Stay safe and be well, Rick. And thank you again.

Lisa
New York

Rick,

Thank you. You keep all of us from forgetting about the hurricane victims. The way the news changes daily it is so easy to move on to the next topic. Your job must be very gratifying. Stay safe.

Bobbie


Hey Rick,

I know it must be very difficult and depressing to be there in New Orleans right now. I hate the phrase, "Keep your chin up." It's so cliche and doesn't seem to be expressive enough. But then after the past month and a half, no words of encouragement seem to be sufficient anymore.

I just know that you're being there in the 9th helped some of those people yesterday. So, for lack of any other words, stay strong.....for them.

Nikki
Salem, MA

Hey Rick,

Really appreciate the job you do and the honesty you bring to the trade. Far too many just don't get it. Working for FNC must give you a sense of worth and satisfaction. I hope you and the other FNC folks will soon start to show how the recovery is coming in regards to utilities, roads, debris removal, portable housing etc.. Keep up the VERY GOOD work.

Ray
Haines City, Fl

PS. Having gone through three hurricanes last year where we live it will be most interesting to watch the clean up and recovery in comparison.


Hi Rick,

Great job by FNC reporters on the hurricane coverage and the follow up on the aftermath! Amazing how you guys risked life&limb standing out there in those weather conditions. It's important to know how the region is doing and to let the people of that region know that we haven't forgotten them.

Maria
Massachusetts


Rick,

Your compassion for the plight of the residents of Biloxi and that area was so heartfelt.
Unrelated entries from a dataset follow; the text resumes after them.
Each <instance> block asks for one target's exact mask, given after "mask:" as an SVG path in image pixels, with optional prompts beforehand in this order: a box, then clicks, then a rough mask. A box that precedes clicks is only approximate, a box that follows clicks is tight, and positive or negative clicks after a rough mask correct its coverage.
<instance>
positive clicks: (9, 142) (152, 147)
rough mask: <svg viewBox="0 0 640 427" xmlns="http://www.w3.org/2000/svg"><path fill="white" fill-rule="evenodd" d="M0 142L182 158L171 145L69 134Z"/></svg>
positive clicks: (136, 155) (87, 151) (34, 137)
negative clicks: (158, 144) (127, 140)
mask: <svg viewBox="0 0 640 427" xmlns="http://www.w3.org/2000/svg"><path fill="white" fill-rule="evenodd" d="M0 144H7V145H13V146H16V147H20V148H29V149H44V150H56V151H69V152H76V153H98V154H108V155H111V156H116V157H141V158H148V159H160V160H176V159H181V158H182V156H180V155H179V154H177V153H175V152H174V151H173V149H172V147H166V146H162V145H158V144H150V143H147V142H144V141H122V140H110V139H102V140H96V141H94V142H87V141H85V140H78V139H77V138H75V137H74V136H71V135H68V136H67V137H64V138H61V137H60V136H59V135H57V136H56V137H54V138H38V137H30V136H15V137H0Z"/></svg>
Images of your reporting are vivid…I can still see you trying to talk to the New Yorkers as they were running down the streets prior to the towers falling on 9/11. Please don’t ever leave Fox. You are one of its life lines.

Susie


Great job. Thanks for the info from Lake Charles as we have family there and your presence there gave an indication how things there were.

We all know by now what the wind and rain is all about so you guys could come indoors to report the next one. Ha!